Existing brand associations can block trial of a new product even when the product itself is good. Lipton's chamomile could have been the best on the shelf and it would not have mattered. Consumers were filtering it through twenty years of "yellow box, black tea." The category specialists owned the functional claims and the credibility that comes with them. What the campaign proved is that when you launch into a category where your brand has no standing, you cannot compete on the same terms. You need a different entry point. "Return to Nature" gave Lipton one. It did not try to out-claim ISIS Organic on chamomile benefits. It went around the credibility problem entirely by talking about something the organic brands were not talking about: the feeling of wanting to slow down. The 14% sell-through lift confirmed that consumers accepted the entry point. They tried the product because the campaign gave them a reason that had nothing to do with ingredient comparisons.
The engagement data from the three-post sequence told us something specific about how persuasion works on Instagram in 2017. Post two, the dramatic performance, drove 2.4 times the engagement of posts one and three. The comment sections on those posts were full of people tagging friends and sharing their own absurd home remedies.

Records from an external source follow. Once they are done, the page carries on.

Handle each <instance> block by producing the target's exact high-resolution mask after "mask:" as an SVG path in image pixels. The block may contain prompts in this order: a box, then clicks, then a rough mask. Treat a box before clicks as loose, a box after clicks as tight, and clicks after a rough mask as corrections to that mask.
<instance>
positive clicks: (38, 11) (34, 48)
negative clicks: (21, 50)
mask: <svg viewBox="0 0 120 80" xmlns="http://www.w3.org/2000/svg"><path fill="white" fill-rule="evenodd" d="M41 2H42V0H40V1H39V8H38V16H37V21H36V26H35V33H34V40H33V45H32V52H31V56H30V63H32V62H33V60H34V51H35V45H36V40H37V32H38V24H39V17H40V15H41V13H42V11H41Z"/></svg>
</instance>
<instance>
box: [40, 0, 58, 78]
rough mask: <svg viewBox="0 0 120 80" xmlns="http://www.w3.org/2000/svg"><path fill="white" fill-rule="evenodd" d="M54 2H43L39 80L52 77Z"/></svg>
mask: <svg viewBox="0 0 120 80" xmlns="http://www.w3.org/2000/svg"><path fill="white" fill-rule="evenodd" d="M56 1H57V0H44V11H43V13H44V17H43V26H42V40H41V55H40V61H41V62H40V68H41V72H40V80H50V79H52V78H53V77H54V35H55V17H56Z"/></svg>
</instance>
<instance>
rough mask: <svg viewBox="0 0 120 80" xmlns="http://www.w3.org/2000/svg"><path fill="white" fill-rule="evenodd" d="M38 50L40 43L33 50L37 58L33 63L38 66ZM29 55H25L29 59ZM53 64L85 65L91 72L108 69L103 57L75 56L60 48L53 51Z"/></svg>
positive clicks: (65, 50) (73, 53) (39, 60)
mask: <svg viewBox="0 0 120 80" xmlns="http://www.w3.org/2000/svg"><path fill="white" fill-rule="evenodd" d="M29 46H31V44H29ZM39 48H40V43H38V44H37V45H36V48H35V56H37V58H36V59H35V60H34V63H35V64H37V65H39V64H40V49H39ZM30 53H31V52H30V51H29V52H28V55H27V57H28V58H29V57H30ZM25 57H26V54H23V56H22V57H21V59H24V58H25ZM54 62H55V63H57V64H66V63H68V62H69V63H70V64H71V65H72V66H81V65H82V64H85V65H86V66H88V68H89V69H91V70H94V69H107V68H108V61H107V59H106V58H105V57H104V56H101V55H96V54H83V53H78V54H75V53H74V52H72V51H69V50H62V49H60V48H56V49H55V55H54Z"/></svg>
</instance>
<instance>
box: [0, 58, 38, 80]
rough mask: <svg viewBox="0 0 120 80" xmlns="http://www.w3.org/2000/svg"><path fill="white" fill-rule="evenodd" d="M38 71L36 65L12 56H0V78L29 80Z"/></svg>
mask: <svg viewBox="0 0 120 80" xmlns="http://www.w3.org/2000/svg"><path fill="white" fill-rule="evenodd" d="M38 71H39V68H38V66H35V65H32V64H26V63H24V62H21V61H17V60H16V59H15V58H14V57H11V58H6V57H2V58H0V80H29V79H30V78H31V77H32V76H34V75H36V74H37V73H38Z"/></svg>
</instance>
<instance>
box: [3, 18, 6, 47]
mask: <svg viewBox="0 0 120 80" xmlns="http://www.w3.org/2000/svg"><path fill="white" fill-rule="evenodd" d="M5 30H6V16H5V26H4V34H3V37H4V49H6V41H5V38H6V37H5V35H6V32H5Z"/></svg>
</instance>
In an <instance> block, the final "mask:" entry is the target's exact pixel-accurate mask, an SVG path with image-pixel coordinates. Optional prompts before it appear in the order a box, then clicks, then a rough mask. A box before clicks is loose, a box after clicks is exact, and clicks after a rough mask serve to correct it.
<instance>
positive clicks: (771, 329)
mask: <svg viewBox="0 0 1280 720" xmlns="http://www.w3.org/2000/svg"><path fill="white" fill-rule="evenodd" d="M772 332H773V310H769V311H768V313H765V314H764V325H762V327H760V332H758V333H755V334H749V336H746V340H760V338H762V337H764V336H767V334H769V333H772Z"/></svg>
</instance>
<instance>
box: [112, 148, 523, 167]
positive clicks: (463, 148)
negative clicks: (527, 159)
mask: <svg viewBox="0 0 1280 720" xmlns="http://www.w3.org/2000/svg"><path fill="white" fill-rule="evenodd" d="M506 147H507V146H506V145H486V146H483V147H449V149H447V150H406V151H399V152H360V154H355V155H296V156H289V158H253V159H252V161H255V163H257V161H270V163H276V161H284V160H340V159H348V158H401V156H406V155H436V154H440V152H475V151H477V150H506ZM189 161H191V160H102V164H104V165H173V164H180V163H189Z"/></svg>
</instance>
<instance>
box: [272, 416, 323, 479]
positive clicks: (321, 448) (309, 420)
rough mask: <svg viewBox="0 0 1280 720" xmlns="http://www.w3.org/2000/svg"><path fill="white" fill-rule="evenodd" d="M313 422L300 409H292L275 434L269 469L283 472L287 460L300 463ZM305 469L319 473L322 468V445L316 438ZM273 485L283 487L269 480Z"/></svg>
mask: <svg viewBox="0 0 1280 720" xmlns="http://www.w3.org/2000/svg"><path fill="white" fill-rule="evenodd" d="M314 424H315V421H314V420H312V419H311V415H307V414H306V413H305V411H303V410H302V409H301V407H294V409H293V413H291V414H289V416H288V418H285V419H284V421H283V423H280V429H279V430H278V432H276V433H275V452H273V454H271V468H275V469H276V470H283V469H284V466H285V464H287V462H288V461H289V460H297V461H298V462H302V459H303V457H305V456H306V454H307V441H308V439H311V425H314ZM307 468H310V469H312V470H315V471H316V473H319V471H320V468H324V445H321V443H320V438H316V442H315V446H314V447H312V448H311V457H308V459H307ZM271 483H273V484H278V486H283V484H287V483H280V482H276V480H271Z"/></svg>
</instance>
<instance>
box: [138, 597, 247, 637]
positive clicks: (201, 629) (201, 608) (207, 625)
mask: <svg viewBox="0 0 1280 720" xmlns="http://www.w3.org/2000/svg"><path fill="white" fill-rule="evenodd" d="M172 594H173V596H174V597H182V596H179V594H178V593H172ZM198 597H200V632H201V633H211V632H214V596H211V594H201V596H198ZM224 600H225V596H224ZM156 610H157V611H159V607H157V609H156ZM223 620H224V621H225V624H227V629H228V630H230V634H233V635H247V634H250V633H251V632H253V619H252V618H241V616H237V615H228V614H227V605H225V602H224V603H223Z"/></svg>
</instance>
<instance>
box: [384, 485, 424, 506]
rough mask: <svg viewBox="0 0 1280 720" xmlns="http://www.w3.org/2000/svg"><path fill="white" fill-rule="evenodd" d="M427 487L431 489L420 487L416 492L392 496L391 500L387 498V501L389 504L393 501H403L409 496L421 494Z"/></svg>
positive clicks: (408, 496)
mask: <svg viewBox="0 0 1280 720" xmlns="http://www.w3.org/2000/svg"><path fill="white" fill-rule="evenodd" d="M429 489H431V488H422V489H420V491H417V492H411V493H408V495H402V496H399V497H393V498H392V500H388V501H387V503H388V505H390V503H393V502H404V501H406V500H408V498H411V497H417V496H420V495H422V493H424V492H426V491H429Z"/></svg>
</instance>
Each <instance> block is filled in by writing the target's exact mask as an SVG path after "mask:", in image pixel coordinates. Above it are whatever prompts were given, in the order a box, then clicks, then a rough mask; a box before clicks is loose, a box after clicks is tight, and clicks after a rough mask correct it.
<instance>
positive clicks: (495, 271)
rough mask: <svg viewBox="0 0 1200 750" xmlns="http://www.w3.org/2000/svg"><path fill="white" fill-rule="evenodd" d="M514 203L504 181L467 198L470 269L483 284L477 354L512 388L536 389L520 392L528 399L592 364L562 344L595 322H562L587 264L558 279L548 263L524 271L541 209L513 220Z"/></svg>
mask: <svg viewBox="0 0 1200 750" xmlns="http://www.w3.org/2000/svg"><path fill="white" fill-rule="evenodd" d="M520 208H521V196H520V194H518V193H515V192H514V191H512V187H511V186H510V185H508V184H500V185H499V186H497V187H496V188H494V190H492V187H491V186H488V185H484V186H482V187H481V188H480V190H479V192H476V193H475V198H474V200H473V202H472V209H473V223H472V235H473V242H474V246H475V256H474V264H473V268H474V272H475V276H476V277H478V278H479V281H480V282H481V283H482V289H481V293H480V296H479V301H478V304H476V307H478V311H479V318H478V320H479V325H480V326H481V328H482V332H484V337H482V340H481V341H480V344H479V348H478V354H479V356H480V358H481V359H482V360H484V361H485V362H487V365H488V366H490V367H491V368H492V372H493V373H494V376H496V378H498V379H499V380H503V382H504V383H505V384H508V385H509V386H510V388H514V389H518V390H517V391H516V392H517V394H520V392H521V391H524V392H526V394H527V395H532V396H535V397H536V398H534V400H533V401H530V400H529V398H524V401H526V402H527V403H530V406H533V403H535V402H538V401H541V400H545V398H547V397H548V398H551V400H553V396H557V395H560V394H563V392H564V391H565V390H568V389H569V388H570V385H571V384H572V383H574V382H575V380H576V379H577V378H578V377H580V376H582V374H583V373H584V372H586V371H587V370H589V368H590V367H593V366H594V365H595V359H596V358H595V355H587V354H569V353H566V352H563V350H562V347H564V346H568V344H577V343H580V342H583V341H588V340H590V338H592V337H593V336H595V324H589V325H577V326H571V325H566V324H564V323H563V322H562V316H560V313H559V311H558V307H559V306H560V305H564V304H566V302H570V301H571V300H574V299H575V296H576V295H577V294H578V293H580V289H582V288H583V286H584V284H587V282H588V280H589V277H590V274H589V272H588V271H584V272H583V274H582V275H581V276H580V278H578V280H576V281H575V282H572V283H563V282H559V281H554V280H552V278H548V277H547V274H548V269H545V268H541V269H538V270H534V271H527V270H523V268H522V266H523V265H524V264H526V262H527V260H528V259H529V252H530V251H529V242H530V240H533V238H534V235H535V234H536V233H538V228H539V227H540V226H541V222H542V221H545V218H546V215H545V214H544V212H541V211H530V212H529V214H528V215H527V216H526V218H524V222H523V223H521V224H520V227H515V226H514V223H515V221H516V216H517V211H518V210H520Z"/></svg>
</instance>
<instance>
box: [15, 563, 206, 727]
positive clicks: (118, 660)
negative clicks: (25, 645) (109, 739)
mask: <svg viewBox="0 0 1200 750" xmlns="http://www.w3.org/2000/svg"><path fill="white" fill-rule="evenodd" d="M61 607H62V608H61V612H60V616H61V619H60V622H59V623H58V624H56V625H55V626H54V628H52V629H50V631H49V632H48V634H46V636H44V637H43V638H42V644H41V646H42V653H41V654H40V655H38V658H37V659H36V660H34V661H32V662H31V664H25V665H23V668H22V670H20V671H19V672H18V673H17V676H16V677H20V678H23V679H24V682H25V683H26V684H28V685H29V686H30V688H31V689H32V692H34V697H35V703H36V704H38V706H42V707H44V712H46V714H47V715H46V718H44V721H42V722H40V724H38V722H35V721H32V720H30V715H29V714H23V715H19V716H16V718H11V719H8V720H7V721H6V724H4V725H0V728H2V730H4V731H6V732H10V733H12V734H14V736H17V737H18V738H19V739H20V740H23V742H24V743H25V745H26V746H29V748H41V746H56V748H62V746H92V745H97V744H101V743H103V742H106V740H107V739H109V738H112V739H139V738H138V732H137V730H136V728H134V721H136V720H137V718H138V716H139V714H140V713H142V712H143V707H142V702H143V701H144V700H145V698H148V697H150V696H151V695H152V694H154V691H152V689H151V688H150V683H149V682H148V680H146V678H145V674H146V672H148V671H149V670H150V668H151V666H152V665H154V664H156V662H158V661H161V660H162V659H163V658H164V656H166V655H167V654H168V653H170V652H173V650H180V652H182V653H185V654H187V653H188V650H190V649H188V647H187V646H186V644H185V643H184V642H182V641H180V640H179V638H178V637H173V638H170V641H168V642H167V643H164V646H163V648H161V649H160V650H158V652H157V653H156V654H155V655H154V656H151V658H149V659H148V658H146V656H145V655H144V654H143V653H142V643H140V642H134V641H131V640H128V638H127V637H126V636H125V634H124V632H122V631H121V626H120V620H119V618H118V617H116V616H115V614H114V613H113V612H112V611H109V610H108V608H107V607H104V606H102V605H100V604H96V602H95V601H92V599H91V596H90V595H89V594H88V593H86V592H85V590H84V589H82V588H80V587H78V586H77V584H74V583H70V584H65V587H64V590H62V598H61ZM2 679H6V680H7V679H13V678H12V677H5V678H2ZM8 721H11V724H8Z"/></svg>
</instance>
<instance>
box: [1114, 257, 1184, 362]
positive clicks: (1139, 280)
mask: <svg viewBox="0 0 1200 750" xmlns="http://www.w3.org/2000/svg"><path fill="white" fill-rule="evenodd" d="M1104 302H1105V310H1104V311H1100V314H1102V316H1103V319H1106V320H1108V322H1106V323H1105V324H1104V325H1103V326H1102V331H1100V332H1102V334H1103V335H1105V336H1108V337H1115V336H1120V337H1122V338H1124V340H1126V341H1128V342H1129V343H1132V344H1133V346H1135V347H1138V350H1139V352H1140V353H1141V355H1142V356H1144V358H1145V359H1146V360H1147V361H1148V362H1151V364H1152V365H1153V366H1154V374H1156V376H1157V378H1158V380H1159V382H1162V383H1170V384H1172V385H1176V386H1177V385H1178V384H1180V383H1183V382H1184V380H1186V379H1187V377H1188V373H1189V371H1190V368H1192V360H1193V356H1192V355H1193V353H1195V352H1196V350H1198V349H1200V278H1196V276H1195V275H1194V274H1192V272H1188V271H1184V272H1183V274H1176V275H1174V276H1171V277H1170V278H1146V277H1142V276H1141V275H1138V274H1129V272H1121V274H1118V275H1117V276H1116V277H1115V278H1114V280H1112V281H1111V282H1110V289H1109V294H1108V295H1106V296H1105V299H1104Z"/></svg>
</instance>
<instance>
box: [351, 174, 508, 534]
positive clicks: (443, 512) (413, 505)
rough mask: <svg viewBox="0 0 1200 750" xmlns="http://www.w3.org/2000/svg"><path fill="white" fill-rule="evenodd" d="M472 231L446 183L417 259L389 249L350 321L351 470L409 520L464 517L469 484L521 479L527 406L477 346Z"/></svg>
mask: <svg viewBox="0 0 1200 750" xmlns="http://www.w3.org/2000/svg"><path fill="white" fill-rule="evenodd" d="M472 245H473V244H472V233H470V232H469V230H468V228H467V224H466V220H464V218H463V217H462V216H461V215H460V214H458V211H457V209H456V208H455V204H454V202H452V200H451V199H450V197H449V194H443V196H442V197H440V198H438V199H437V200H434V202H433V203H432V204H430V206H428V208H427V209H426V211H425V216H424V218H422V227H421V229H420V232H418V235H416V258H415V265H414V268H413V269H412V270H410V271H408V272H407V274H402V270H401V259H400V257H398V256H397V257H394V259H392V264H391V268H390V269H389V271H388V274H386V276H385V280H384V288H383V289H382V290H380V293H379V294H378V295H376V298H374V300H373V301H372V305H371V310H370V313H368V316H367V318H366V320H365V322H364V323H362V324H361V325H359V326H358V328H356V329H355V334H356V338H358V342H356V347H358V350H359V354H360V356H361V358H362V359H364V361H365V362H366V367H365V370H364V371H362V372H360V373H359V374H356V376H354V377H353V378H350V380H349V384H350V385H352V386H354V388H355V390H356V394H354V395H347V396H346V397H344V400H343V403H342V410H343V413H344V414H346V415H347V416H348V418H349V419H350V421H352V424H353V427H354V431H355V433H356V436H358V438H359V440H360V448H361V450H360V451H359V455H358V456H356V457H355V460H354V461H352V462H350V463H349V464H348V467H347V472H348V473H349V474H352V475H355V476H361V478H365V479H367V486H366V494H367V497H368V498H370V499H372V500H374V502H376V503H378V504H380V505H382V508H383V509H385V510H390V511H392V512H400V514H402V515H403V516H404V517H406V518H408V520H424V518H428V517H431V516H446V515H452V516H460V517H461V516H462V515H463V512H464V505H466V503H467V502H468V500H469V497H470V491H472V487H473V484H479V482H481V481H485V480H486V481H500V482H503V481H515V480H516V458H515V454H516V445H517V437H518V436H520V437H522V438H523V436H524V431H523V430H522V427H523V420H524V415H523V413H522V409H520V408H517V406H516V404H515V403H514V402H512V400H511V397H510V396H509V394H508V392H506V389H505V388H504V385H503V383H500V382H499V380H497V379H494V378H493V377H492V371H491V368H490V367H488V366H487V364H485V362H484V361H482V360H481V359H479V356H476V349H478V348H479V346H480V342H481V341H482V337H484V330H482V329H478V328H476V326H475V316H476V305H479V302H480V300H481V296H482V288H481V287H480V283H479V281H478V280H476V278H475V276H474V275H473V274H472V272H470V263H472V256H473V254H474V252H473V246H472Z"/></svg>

That content became social currency — something people passed around because it was funny and relatable, with the brand attached but not leading. By the time post three showed up with the product, the audience had already spent two posts inside the campaign's world. They were warmed up. The unboxing did not have to sell them on anything. It just had to show up. That sequence is the reason I still structure influencer campaigns in phases rather than single posts. A single sponsored post asks the audience to care about your product cold. A sequence earns their attention first and delivers the product after the relationship is already established.